In the second mechanism, as the interval between beats is suddenly diminished, the inward calcium current (i _Ca ) progressively increases with each successive beat until a new steady state is attained at the new basic cycle length. In an isolated ventricular myocyte, influx of Ca ⁺⁺ into the myocyte increases on successive depolarizations ( Fig. 18.15 ). Both the increased magnitude and the slowed inactivation of i _Ca result in greater Ca ⁺⁺ influx into the myocyte during the later depolarizations than during the first depolarization. This greater Ca ⁺⁺ influx strengthens contraction.
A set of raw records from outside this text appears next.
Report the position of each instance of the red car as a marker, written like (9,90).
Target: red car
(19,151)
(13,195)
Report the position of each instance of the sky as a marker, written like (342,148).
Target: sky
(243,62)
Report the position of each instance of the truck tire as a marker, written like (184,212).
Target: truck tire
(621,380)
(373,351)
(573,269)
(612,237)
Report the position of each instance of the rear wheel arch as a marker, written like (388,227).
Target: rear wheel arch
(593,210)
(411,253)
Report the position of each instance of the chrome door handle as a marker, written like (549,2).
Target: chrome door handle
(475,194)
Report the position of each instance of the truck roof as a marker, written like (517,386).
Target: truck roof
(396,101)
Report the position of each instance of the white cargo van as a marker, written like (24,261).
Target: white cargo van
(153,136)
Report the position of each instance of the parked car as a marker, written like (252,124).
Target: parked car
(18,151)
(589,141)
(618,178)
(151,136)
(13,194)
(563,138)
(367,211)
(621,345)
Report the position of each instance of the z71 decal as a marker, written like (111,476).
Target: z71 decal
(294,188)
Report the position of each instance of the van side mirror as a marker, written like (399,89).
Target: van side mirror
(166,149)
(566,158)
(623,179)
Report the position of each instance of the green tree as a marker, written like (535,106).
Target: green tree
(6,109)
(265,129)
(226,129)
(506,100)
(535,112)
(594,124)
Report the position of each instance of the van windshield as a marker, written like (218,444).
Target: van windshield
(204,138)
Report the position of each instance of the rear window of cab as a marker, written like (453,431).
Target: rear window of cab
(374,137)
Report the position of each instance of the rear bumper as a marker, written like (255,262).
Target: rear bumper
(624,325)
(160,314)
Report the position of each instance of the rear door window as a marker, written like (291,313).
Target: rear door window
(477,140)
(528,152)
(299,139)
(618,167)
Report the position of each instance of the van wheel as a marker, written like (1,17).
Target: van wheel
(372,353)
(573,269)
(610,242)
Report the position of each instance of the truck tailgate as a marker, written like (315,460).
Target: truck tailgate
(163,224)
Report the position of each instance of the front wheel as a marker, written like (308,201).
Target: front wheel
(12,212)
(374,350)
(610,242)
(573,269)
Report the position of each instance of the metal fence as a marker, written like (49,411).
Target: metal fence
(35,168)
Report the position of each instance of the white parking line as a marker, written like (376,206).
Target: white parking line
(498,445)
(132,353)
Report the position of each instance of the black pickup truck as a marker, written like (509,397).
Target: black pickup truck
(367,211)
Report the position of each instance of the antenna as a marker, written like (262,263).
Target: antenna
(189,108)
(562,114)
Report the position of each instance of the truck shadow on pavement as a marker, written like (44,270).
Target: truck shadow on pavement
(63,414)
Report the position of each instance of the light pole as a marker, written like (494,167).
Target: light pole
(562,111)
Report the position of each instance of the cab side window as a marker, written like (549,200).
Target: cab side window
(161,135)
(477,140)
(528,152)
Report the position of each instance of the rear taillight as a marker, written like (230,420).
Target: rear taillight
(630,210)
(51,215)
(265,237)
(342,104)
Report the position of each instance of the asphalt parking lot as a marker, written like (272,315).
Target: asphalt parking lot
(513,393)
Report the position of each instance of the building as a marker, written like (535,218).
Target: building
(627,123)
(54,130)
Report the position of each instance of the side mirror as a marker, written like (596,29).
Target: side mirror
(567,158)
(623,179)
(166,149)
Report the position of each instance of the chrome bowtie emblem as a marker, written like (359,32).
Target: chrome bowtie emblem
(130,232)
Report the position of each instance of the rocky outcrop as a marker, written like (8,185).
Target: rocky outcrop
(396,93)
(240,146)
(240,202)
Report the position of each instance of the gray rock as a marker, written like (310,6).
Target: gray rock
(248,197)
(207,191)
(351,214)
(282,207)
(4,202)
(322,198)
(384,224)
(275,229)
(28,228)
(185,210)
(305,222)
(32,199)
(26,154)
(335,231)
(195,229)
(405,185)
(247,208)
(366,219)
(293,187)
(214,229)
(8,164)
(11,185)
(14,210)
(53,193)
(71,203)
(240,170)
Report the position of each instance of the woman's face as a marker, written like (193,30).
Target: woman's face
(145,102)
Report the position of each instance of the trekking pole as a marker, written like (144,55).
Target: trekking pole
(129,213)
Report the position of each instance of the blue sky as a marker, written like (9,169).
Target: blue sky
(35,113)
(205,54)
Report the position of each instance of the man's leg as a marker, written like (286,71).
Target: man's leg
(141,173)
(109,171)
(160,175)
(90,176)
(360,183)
Transient changes in the intervals between beats also profoundly affect the strength of contraction. When the left ventricle contracts prematurely ( Fig. 18.16 , beat A), the premature contraction (extrasystole) itself is weak, whereas contraction B (postextrasystolic contraction) after the compensatory pause is very strong. In the intact circulatory system, this response depends partly on the Frank-Starling mechanism. Inadequate time for ventricular filling just before the premature beat results in the weak premature contraction. Subsequently, the exaggerated degree of filling associated with the long compensatory pause (see Fig. 18.16 , beat B) contributes to the vigorous postextrasystolic contraction.

The weakness of the premature beat is directly related to its degree of prematurity: The earlier the premature beat, the weaker its force of contraction. The curve that represents strength of contraction of a premature beat in relation to the coupling interval is called a mechanical restitution curve . Fig. 18.17 shows the restitution curve obtained in an isolated ventricular muscle preparation.

Restitution of the force of contraction depends on the time course of the intracellular circulation of Ca ⁺⁺ in cardiac myocytes during contraction and relaxation. During relaxation, the Ca ⁺⁺ that dissociates from the contractile proteins is taken up by the sarcoplasmic reticulum for subsequent release. However, there is a lag of approximately 500 to 800 msec before this Ca ⁺⁺ is available for release from the sarcoplasmic reticulum in response to the next depolarization. Thus the strength of the premature beat is reduced because the time during the preceding relaxation is insufficient to allow much of the Ca ⁺⁺ taken up by the sarcoplasmic reticulum to become available for release during the premature beat. Conversely, the postextrasystolic beat is considerably stronger than normal because more Ca ⁺⁺ is released from the sarcoplasmic reticulum as a result of the relatively large amount of Ca ⁺⁺ taken up by it during the time that had elapsed from the end of the last regular beat until the beginning of the postextrasystolic beat.

Extrinsic Regulation of Myocardial Performance

Although a completely isolated heart can adapt well to changes in preload and afterload, various extrinsic factors also influence the heart in an individual. Often, these extrinsic regulatory mechanisms may overwhelm the intrinsic mechanisms. The extrinsic regulatory factors may be subdivided into nervous and chemical components.